The 2nd and 4th items are examples of how EXCEL will store TIME and DATE values and how SAS would then store them as character string when it has to store those numbers into a character variable.

 

Note that the FORMAT attached to the character is much less important than the storage LENGTH of the character variable.  So let's just assume that for your four examples the LENGTH of the variables matched the displayed WIDTH that the format produces.

 

1) Arrival date:  01/02/2018 (length $11)

datevar = input(string,mmddyy10.);

If you really have any strings of length 11 then they might not work.  You will want to look at those strings and see why they have a length of 11.  Perhaps they have some extra spaces?  In which case you might want to use COMPRESS() to remove those first so you don't ignore the last digit of the year.

 

If you want the first number to be the day of the month instead then use DDMMYY informat instead.

 

2) Arrival time: .4215277777777778 (length $21)

Just convert to a number and multiply by 24 hours.  Remember the INPUT() function does not care if the width of the informat being used it longer than the string being read.  32 is the maximum width that the normal numeric informat will allow.

time_var = '24:00:00't * input(string,32.);

3)Radiology date/time:  01/04/2018 08:30 (length $19)

You can use the ANYDTDTM informat to read this, but you will want to set the system option DATESTYLE to the appropriate value so it knows whether to create the first of April or January fourth from that string.

options datestyle=MDY;
....
datetime_var = input(string,anydtdtm19.);

4) Read date: 43102 (length $10)

So that looks like it might be number of days since 1900, which how EXCEL normally stores dates.

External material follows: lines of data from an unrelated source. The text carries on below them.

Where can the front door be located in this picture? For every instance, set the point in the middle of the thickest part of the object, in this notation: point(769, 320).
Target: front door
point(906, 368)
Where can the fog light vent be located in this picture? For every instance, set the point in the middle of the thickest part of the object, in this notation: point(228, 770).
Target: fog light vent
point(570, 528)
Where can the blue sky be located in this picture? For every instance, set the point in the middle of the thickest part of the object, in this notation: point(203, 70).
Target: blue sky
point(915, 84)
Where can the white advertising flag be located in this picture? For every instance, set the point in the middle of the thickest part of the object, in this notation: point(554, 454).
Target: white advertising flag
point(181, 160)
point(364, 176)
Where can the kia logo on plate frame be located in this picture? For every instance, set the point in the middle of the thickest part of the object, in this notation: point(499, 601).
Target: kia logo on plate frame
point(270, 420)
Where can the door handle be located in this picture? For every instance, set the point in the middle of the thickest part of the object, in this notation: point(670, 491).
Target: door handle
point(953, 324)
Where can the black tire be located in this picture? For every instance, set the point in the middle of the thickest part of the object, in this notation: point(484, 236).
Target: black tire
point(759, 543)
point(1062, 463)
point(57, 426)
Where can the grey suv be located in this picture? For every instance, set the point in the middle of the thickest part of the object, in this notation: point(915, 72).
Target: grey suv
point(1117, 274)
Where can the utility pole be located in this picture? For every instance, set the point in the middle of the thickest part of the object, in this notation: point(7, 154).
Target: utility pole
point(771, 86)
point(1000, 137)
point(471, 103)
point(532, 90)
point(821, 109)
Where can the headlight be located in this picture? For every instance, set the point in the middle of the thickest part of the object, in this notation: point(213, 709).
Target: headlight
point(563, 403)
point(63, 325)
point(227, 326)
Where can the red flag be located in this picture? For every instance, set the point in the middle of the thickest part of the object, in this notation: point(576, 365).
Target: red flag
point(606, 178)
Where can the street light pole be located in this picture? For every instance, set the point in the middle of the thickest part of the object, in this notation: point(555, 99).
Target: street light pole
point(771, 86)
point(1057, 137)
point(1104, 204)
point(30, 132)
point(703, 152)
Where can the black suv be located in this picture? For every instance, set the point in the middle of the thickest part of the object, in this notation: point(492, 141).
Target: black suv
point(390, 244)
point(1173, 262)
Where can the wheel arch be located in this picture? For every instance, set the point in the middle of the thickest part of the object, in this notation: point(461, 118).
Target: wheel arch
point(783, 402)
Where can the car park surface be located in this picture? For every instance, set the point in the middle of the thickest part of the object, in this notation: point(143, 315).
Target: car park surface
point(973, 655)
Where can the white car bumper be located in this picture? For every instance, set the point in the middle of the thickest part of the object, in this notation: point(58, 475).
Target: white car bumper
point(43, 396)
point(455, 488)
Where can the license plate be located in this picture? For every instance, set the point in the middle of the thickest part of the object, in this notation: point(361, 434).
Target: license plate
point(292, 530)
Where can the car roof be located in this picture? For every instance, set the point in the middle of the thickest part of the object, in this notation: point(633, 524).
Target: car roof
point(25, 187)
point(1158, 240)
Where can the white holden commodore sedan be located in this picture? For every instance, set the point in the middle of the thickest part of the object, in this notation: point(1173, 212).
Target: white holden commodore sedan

date_var = input(string.32.) + '30DEC1899'd ;

Note you can also optionally ask EXCEL to count dates from 1904 instead which eliminates the goofy extra leap day issue.  So if it looks like your dates are off by almost exactly four years try using this formula instead.

date_var = input(string.32.) + '31DEC1903'd ;

Remember to attach an appropriate FORMAT to your new numeric variables so they will print in a style that humans can understand.  Avoid displaying dates in either MDY or DMY order has which ever one you pick will confuse half of your audience.

Quentin
Super User

Good tip @Tom , thanks.

 

I didn't realize Windows Excel had an option to use 1904 as day 0, but there it is:

 

https://support.microsoft.com/en-us/office/date-systems-in-excel-e7fe7167-48a9-4b96-bb53-5612a800b48...

 

Quentin_0-1703183886606.png

Makes me wonder if all the SAS engines that read excel are smart enough to honor this option.

 

I never learned the history of why Mac Excel used the 1904 base date.  The internet says that microsoft intentionally coded the 1900 leapyear bug into Excel to make it compatible with Lotus 1-2-3.  But maybe when they got around to making a Mac version, Steve Jobs wasn't convinced it was a helpful bug, so went with 1904?